Traditional Food

Artichokes Transform the Pampa de Anta

Artichokes in Anta

Artichokes command a good price and are a delicacy in the food world.  Although they can be grown most anywhere they prefer cool, moist summers and mild winters and, almost a decade ago, in 2007, they began to be grown commercially in Cuzco’s extensive Pampa de Anta.

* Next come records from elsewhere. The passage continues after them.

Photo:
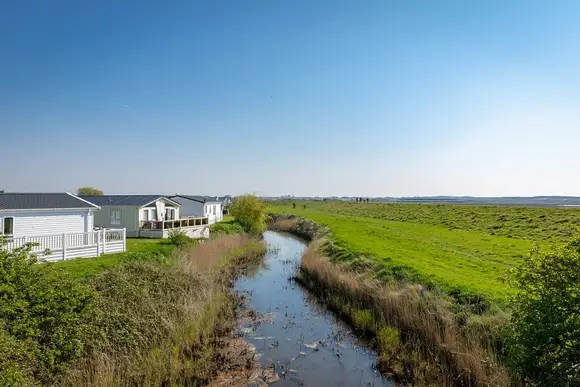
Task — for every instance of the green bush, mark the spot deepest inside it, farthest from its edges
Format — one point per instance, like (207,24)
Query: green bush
(226,228)
(544,333)
(250,213)
(44,318)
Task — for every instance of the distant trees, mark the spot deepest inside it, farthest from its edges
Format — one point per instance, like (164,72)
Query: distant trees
(250,213)
(544,334)
(89,191)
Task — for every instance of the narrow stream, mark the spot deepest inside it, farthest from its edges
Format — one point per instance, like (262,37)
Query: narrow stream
(307,344)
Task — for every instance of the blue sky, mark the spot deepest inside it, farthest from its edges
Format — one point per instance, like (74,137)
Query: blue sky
(334,97)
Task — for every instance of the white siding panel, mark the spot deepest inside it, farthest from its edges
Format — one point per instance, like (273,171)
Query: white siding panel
(48,222)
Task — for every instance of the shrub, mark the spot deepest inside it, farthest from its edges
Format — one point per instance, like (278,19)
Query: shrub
(250,213)
(43,317)
(226,228)
(544,333)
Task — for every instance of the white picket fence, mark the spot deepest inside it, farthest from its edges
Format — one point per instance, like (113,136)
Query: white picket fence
(60,247)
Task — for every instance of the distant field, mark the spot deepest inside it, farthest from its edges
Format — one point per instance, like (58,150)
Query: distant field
(458,247)
(536,223)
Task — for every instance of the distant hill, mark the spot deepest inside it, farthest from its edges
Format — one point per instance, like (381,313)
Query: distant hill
(542,201)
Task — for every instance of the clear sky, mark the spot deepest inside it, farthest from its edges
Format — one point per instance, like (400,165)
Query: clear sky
(303,97)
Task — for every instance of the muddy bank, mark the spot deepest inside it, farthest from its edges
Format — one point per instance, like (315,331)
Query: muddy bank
(414,330)
(295,335)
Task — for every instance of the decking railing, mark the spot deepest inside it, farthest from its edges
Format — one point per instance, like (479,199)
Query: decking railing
(57,247)
(169,224)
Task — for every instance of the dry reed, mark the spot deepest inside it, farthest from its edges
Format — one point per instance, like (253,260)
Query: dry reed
(432,348)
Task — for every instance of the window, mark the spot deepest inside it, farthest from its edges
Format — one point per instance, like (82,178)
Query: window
(115,217)
(8,226)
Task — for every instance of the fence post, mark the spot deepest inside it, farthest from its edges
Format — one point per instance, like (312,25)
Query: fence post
(104,240)
(64,246)
(98,242)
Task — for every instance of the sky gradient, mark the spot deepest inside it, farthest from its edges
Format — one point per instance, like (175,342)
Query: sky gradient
(334,97)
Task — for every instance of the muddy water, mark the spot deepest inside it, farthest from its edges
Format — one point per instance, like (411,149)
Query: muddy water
(305,343)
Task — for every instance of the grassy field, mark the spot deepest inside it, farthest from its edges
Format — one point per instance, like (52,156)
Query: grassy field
(534,223)
(85,268)
(458,248)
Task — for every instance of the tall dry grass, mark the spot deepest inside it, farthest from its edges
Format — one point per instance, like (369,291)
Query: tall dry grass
(161,325)
(417,336)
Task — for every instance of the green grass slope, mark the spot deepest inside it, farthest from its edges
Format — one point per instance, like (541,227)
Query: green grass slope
(470,261)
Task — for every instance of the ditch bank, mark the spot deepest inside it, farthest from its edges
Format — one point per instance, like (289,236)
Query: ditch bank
(295,335)
(415,331)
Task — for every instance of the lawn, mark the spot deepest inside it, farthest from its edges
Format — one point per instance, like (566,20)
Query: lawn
(87,267)
(454,258)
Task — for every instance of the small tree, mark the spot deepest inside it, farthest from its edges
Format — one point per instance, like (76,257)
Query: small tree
(89,191)
(544,333)
(44,317)
(250,213)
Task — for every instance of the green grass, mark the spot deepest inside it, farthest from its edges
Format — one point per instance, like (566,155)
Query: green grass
(83,268)
(536,223)
(455,259)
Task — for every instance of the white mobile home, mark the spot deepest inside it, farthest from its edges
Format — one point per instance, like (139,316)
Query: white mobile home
(24,214)
(55,226)
(192,205)
(146,216)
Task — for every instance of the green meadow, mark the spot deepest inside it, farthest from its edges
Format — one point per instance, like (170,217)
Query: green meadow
(464,248)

This ancient and important valley above the city of Cuzco not only was part of the foundation of the Inca Empire—its names still figure in legend and in the chronicles—it has been an area of rural conflict and growth with the expansions of haciendas and then a land reform.

Pampas of Anta
Pampas of Anta

Production began in Anta with Peruvian company, located in Arequipa but with strong ties to Cuzco, ALSUR Cusco, in conjunction with the government backed project Sierra Export whose goal was to promote nontraditional exports and develop rural life in Peru’s highlands. Working with Spanish importers they convinced campesinos, rural farmers, in the area of the Zurite experimental station, the famous lichen town of Huarocondo, and nearby communities, such as Ancahuasi.  The first year their production was a success and they exported 120 tons of artichokes to Spain.

In the next two years the area cultivated grew by some 400%, as did the quality of the product and the technical ability of the growers.

This last week, a processing plant was opened in Anta, specifically in the campesino community of Markjo in order to give added value to the exports by processing them locally into not just fresh artichokes, but frozen and canned ones as well. It is expected the plant developed by ALSUR will generate some 1000 jobs and cost more than $12,000,000 US.

Fresh Alcachofas
Fresh Artichokes 

Peru is currently the third largest exporter of preserved artichokes in the world following China and France. It obtained $92,000,000 in revenue from this export in 2014 according to El Peruano. Some 80% of the product will travel to Spain and 20% to the United States.

Traditionally artichokes have been grown commercially on the Peruvian coast but the comparative advantage of Anta gives the Cusco region and ever greater share of the market and it increasingly is changing rural life on the Pampa de Anta, a region beset as well with urbanization due to its proximity to Cuzco and the new airport soon to be built in Chinchero.